4.4 How to Read the Trace Step-by-Step

  1. Zoom to the steady-state region: Ignore the first 2–3 compute blocks (pipeline fill) and the last 2–3 (pipeline drain). Use WASD to zoom in on the middle.

  2. Check DMA/compute overlap: In the steady-state region, DMA blocks should appear above compute blocks at the same horizontal position. If they’re sequential, pipelining is broken.

  3. Count the Fused Op blocks: The total should equal your grid dimension product. For attention with BQ=1024, BKV=512, seq=16384: (16384/1024) × (16384/512) = 16 × 32 = 512 blocks.

  4. Measure the bubble fraction: bubble_time / total_time. Anything above 10% is a red flag. Below 5% is excellent.

  5. Check for copy events: These appear as short blocks between compute blocks. Each copy is a full-buffer read+write that wastes bandwidth. Their presence in steady state means the compiler detected aliasing.

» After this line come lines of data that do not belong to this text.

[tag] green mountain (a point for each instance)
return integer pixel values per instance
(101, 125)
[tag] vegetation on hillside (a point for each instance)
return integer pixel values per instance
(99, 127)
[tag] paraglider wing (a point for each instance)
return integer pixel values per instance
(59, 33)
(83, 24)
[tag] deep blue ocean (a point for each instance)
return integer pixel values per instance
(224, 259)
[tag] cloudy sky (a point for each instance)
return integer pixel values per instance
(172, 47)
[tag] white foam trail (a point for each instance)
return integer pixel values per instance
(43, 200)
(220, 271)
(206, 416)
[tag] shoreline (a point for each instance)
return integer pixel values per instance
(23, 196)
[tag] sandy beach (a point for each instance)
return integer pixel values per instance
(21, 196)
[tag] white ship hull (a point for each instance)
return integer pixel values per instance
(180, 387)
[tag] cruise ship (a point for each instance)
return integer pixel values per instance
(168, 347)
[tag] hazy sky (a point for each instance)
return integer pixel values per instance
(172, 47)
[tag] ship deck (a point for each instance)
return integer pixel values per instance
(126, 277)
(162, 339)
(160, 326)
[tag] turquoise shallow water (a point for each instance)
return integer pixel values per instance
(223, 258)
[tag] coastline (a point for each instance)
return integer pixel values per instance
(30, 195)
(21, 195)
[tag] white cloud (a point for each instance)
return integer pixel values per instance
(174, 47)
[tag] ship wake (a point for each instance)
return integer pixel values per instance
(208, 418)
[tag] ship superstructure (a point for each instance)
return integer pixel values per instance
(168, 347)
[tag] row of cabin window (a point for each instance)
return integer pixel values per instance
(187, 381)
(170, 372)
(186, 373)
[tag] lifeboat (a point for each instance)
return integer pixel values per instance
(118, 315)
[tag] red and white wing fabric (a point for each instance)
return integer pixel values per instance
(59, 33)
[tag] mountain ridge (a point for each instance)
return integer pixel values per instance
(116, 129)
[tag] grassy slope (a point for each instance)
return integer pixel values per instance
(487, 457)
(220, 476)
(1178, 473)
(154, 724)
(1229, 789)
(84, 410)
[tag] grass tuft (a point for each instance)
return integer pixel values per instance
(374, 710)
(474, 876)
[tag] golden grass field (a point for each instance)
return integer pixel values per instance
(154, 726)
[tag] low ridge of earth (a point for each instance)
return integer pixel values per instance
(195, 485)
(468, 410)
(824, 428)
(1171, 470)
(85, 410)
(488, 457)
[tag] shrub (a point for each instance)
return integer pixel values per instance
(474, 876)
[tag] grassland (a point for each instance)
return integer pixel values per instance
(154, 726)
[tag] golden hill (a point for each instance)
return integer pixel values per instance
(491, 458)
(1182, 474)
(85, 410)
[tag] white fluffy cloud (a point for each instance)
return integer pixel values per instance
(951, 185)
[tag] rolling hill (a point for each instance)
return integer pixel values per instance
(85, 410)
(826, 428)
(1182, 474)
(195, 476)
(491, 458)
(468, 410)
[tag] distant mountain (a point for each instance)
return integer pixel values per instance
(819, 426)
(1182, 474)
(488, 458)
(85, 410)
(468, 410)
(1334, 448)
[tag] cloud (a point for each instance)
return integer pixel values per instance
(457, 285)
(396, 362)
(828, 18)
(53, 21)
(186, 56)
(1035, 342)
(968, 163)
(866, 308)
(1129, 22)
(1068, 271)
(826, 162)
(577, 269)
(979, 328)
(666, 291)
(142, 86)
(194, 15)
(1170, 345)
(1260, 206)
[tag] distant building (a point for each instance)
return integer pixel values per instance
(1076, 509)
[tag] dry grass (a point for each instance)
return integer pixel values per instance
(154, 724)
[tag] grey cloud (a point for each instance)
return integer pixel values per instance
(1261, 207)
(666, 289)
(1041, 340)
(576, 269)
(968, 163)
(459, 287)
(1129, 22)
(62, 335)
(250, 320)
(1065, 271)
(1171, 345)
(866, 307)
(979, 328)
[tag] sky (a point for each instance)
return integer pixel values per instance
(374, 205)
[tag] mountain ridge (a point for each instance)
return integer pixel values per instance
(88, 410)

4.5 The HLO Op Profile View

The HLO Op Profile (in the Tools dropdown) shows aggregate time spent per operation type across the entire capture. This answers: “which operation type is dominating wall time?”

Key things to look for:

  • exponential (exp) dominating: This is a VPU bottleneck. The softmax’s exp operations are slowing the inner loop. The MXU finishes its matmul and then waits for the VPU to finish the exponentiation before the next P@V matmul can proceed.

  • reduce (max, sum) taking significant time: The row-wise reductions in online softmax reduce over the last array dimension (axis=1 of the (BQ, BKV) score matrix), which is the slowest reduction path on TPU. Consider transposing the score matrix to reduce over the second-to-last dimension instead.

  • Unexpected reshape, transpose, slice ops: The compiler is performing layout coercion — rearranging data to match the VPU/MXU’s expected input layout. This can indicate that your block shapes don’t align with the 8×128 VREG tile shape.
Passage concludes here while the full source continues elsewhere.